Is the measure likely to pass?
Polls say 65 percent of California voters favor the law, but companies such as Monsanto, DuPont, Nestlé, and Coca-Cola are spending at least $25 million to change their minds in a "No to 37" campaign. If the labeling referendum passes, the food industry will undoubtedly fight the new law in court. Some advocates of GMO foods think it would be more effective to spend money persuading the public that "genetically modified" is a badge of progress rather than something to be feared. "One of the best ways the industry can turn public opinion around is to be honest, to be transparent," said Belinda Martineau, a plant scientist who helped develop the Flavr Savr tomato. That's a risk the biotech industry has so far been unwilling to take.

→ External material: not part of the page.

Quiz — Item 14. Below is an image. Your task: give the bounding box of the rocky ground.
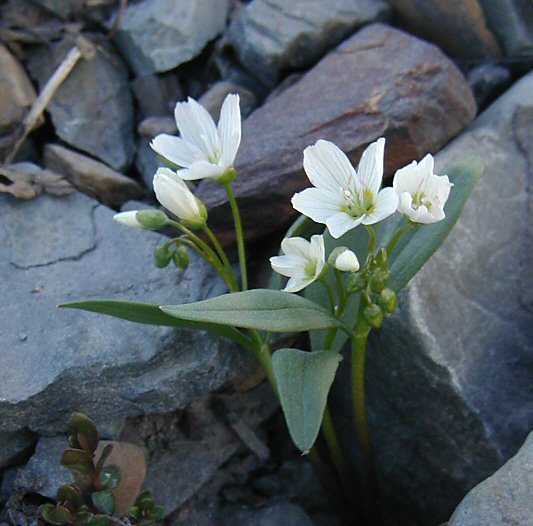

Superweeds through science
When Monsanto introduced its Roundup Ready seed in the late 1990s, grateful U.S. farmers quickly flocked to buy it. The soy and corn seeds had been genetically modified to tolerate the herbicide glyphosate, so killing weeds became cheaper and more effective, and crop yields soared. But nature is catching up. Weeds like waterhemp, mare's tail, and Palmer amaranth — also called "pigweed on steroids" — have developed resistance to glyphosate, growing into hulking, 6-foot-tall giants impervious to spraying. Such Roundup-resistant "superweeds" have taken root on at least 13 million acres of U.S. farmland, causing an estimated $1.9 billion in damage last year alone. Now Monsanto competitor Dow AgroSciences is seeking USDA approval for its Enlist line of genetically modified seeds, which are resistant to herbicides containing the potent agent 2,4-D. The geneticists' arms race with nature threatens to increase rather than reduce the use of toxic chemicals in agriculture, argues Margaret Mellon of the Union of Concerned Scientists. "This is not the path to sustainability."